October 4, 2008

Host Networking for VirtualBox

Seems like about once or twice a month I have somebody contact me about Host Networking in Sun’s Virtual Box product. Everybody knows that when you install VB and then create an instance of a guest OS that it by default selects NAT as the network method. The problem of course is its a one way communication path. The solution of course is setting up host networking.

How? Well I do it by a prebuilt bash script I have developed. Its a 3 step process and is reproducible every time for most Linuxes –

  1. Run the script as root to set up the necessary tap/tun relationships. Like, ./bridge.sh . Now by default my script sets up 3 taps. Does 90% of what I need for tests, etc.
  2. Take your guest OS and open up the options tab in VB. Go to netwoking and select host networking and add tapX. Where X is a value from 0 to 2. Make sure you don’t launch 2 guest OS’s with the same tap.
  3. Launch the guest OS. If you want do a ifconfig from command line and see what IP address it has gathered.
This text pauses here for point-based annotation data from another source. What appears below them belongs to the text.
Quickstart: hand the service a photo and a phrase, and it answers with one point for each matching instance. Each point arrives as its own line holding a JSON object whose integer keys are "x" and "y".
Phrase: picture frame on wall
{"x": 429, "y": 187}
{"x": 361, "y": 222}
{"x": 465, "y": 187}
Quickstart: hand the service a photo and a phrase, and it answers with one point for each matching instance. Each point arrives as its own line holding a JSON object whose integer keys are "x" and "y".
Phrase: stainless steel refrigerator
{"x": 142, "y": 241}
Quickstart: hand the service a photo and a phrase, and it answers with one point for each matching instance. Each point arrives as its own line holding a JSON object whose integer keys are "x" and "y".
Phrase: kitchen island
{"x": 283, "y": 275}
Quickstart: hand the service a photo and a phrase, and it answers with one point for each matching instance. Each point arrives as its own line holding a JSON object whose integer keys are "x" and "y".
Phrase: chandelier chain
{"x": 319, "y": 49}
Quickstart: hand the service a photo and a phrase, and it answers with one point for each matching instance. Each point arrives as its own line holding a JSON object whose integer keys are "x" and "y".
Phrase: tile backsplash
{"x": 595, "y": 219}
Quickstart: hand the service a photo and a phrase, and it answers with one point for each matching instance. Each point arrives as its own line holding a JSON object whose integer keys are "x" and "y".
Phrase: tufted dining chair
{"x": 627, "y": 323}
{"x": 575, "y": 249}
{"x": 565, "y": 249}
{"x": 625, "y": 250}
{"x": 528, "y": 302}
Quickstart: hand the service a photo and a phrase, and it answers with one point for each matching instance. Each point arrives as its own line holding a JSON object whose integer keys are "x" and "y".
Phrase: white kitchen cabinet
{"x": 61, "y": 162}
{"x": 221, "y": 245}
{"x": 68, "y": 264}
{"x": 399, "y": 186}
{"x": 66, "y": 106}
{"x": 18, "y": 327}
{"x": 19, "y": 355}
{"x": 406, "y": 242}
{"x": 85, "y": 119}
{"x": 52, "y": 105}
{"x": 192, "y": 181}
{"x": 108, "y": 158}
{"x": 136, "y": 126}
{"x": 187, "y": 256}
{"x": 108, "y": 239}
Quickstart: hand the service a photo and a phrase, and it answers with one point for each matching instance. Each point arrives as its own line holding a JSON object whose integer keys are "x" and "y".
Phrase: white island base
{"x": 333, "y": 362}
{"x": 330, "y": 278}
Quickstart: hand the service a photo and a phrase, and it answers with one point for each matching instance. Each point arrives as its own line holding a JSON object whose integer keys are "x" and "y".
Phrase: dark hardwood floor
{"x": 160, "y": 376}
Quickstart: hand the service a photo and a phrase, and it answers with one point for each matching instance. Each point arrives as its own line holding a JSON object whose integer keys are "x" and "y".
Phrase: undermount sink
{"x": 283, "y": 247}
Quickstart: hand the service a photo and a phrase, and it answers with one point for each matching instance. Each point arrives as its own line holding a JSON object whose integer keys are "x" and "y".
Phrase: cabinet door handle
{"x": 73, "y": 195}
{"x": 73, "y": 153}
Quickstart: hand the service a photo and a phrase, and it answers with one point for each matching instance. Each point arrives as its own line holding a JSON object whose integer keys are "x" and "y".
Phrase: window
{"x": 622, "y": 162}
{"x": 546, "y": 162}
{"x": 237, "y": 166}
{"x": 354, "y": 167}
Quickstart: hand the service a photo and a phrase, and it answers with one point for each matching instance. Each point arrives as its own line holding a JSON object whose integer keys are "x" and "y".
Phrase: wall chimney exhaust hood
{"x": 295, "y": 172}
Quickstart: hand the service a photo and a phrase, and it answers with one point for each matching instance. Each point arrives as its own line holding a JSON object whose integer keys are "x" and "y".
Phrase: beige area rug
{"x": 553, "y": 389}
Couple of requirements. 1) Bash must be on your system. 2) Once you have copied the script and saved it you must make it executable. 3) You must have a visible DHCP service internal to your LAN for the script to work. 4) You must have the dhcp client and bridge-utils loaded. They are available in the repositories for Ubuntu/Debian. 5) DO change the code segment — ‘ -u rootuser’ — to an account resident on your machine.

Here it is –
————————————————————————————————————–
#!

#bridging script for virtualbox host networking

modprobe tun
tunctl -t tap0 -u rootuser
tunctl -t tap1 -u rootuser
tunctl -t tap2 -u rootuser
chmod 666 /dev/net/tun

ifconfig eth0 0.0.0.0 promisc
ifconfig tap0 0.0.0.0 promisc
ifconfig tap1 0.0.0.0 promisc
ifconfig tap2 0.0.0.0 promisc

brctl addbr br0
brctl addif br0 eth0
brctl addif br0 tap0
brctl addif br0 tap1
brctl addif br0 tap2
dhclient br0

————————————————————————————————————–

The script could be expanded reasonably by adding more ifconfig, tunctl and brctl lines to the above. But with this set up I have 3 virtual devices — 3 Guests + 1 Host. Also realize that by opening this up you have to apply the same reasonable security to the Guests as you would the Host.

I have had 1 or 2 folks ask why I run this as a separate script. Simplicity is the primary one. When I fire up the Host in the morning I know it comes up in a std mode of operation without the bridging code in the way. I only need turn on the virtual environment when I will work in that mode. One mouse click and two keystroke at command line and I am ready for the day. The other is I build Guests to do certain things. Servers like DB, mail and web usually are set to tap0 or tap1. I then reserve tap2 for any specialized client I need.

Try it. I think you will find it useful and takes the mystery out of Host networking without really trying. Its a good thing.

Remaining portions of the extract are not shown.